Одинокая Зоя Васильевна, весело и беззаботно пропорхав молодость, вдруг обнаружила, что о замужестве думать уже поздно и никакие самые лучшие французские мази и другая косметика не в состоянии скрыть тяжёлых отвислых складок на шее и щеках, предательской желтизны иссушенной кожи и потускневших глаз с синеватыми мешочками под ними. Начали редеть и волосы — роскошные, с каким-то особым отливом, каштановые кудри, предмет особой гордости Зои Васильевны и тайной зависти самой Софьи Георгиевны, ибо даже её золотистая корона меркла перед причёской подруги. Когда Зоя Васильевна заметила, что её чудесные волосы потеряли свой блеск и стали предательски редеть, она поняла, что всё в области чувств для неё окончено, и тогда самозабвенно отдалась другой страсти — коммерции, про себя мотивируя это тем, что ей не от кого ждать помощи, когда придёт старость, и надо создавать какой-то резерв. Эта идея постепенно превратилась у неё в манию. Она стала себе отказывать сначала в различных радостях и излишествах, а потом и в необходимом, скаредно высчитывая каждую копейку. Если, к примеру, она утром шла к Софье Георгиевне, то дома не позволяла себе выпить и стакана чая. Бельё и верхние вещи, самые дешёвые, она донашивала до такой ветхости, чиня, штопая и латая, что даже на тряпки употреблять их становилось невозможно: они расползались в руках.
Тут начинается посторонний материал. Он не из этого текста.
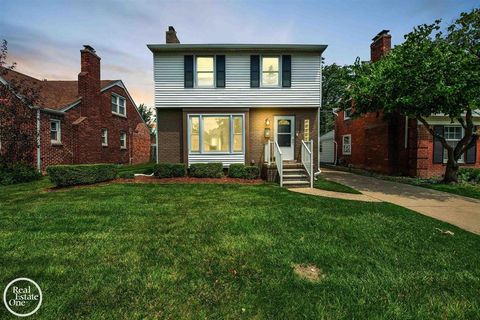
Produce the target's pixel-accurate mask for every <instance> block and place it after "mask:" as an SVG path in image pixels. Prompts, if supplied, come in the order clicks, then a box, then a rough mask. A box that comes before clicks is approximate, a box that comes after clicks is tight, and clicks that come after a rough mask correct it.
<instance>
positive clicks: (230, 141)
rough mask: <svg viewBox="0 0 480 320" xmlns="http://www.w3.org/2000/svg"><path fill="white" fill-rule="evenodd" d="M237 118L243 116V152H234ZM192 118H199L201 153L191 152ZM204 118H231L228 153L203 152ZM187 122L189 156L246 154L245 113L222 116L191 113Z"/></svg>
mask: <svg viewBox="0 0 480 320" xmlns="http://www.w3.org/2000/svg"><path fill="white" fill-rule="evenodd" d="M235 116H237V117H238V116H241V117H242V150H241V151H233V138H234V134H233V117H235ZM191 117H198V118H199V119H198V120H199V123H198V130H199V131H198V140H199V146H200V151H191V150H192V148H191V147H192V145H191V141H190V140H191V132H192V130H191V129H192V128H191V121H190V118H191ZM203 117H230V126H229V129H230V132H229V137H230V145H229V148H230V150H229V151H228V152H225V151H204V150H203V121H202V119H203ZM187 122H188V125H187V127H188V130H187V146H188V154H208V155H225V154H245V114H244V113H226V114H225V113H222V114H213V113H190V114H187Z"/></svg>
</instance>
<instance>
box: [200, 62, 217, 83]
mask: <svg viewBox="0 0 480 320" xmlns="http://www.w3.org/2000/svg"><path fill="white" fill-rule="evenodd" d="M214 62H215V61H214V58H213V57H196V83H197V87H213V86H214V84H215V76H214V67H213V66H214Z"/></svg>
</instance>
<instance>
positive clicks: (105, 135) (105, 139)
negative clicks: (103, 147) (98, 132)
mask: <svg viewBox="0 0 480 320" xmlns="http://www.w3.org/2000/svg"><path fill="white" fill-rule="evenodd" d="M104 132H105V143H104V142H103V133H104ZM101 135H102V147H108V129H105V128H104V129H102V131H101Z"/></svg>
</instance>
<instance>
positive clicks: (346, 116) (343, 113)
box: [343, 108, 352, 121]
mask: <svg viewBox="0 0 480 320" xmlns="http://www.w3.org/2000/svg"><path fill="white" fill-rule="evenodd" d="M347 110H349V111H350V114H351V112H352V108H347V109H345V110H344V111H343V120H344V121H345V120H349V119H350V118H351V117H350V116H347Z"/></svg>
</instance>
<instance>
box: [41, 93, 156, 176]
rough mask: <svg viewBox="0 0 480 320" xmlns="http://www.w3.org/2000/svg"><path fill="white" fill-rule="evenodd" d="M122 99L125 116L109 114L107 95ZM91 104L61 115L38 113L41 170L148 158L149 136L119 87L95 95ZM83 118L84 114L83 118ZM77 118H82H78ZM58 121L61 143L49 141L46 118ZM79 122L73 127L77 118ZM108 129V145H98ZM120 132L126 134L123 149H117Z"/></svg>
mask: <svg viewBox="0 0 480 320" xmlns="http://www.w3.org/2000/svg"><path fill="white" fill-rule="evenodd" d="M112 92H115V93H116V94H118V95H121V96H123V97H125V99H126V110H127V111H126V117H122V116H117V115H114V114H113V113H112V112H111V94H112ZM96 97H97V98H96V100H91V101H94V104H93V105H86V104H85V103H83V101H82V102H81V103H80V105H77V106H75V107H73V108H72V109H70V110H68V111H67V112H66V114H65V116H56V115H51V114H47V113H43V112H42V124H41V128H42V134H41V145H42V148H41V151H42V152H41V153H42V157H41V159H42V170H45V168H46V167H47V166H48V165H52V164H71V163H143V162H148V161H149V159H150V133H149V129H148V127H147V126H146V125H145V123H144V122H143V121H142V119H141V117H140V115H139V114H138V112H137V110H136V109H135V106H134V105H133V103H132V102H131V101H130V100H129V99H128V95H127V94H126V92H125V90H124V89H123V88H120V87H118V86H115V87H113V88H111V89H109V90H107V91H105V92H103V93H102V94H100V95H97V96H96ZM85 115H87V116H86V117H85ZM80 117H85V118H84V119H83V118H80ZM51 118H53V119H61V133H62V144H61V145H52V143H51V142H50V119H51ZM79 118H80V119H83V121H79V123H77V124H73V123H74V122H75V121H78V119H79ZM102 129H107V130H108V146H102V139H101V130H102ZM120 132H125V133H126V134H127V149H121V148H120Z"/></svg>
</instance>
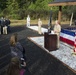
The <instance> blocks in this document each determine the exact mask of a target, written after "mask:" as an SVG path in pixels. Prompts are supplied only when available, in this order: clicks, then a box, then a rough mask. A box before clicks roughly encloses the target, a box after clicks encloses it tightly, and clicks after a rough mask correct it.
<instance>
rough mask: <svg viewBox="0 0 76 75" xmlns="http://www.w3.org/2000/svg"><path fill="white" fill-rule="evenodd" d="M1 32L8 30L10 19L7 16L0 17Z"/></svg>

Зато в пропотевшем, свалявшемся матраце накапливались мешочки — крепкие мешочки с «камушками», золотыми монетами, колечками и даже чудом попавшими к ней долларами. Мешочки скрывались в старом матраце навсегда и с этого момента ни разу не вынимались. Счёт своим богатствам Зоя Васильевна вела только в уме, не осмеливаясь довериться бумаге, при этом часто путалась, сбивалась, мучительно сомневалась в итогах, но достать мешочки и пересчитать их содержимое не решалась. Ей всё время казалось, что кто-то только и ждёт этого момента, чтобы напасть и ограбить её. Нет-нет, она всё это достанет, если появится он, о котором она, вопреки всем доводам рассудка, всё же не переставала думать по ночам. Глупенький, он даже не знает, что его ждёт у неё, какая счастливая, какая безмятежная жизнь, ведь она же ему всё отдаст, всё оставит. Да, он ничего не знает! И она беспокойно, в каком-то непонятном томлении ворочалась в своей неудобной постели и подолгу не могла уснуть. А днём она с жадной, нетерпеливой насторожённостью приглядывалась к каждому мужчине, с которым сводил её случай.
Впрочем, все эти переживания не мешали ей в главном — в её коммерческих делах. От мысли, что она может что-то потерять, что-то недополучить, у неё начиналось сердцебиение и нервно подёргивалось веко.
Вот то же началось и сейчас, когда она услышала последние слова Софьи Георгиевны. Ну конечно! Опять они подсовывают ей эту дешёвку, эту ерунду, от которой отворачиваются даже самые непритязательные из её клиенток. Ну а модные, современные дамы уже и не надеются, что она принесёт им или их мужьям что-нибудь стоящее. Конечно, эта парочка думает, что с ней, с Зоей Васильевной, за которую некому заступиться, можно обращаться как угодно. Но у неё ещё есть зубы, и она может больно укусить. Пусть не рассчитывают, что она вечно будет подбирать то, что не годится другим.
— Да, ты меня знаешь, Соня, — с угрозой повторила она.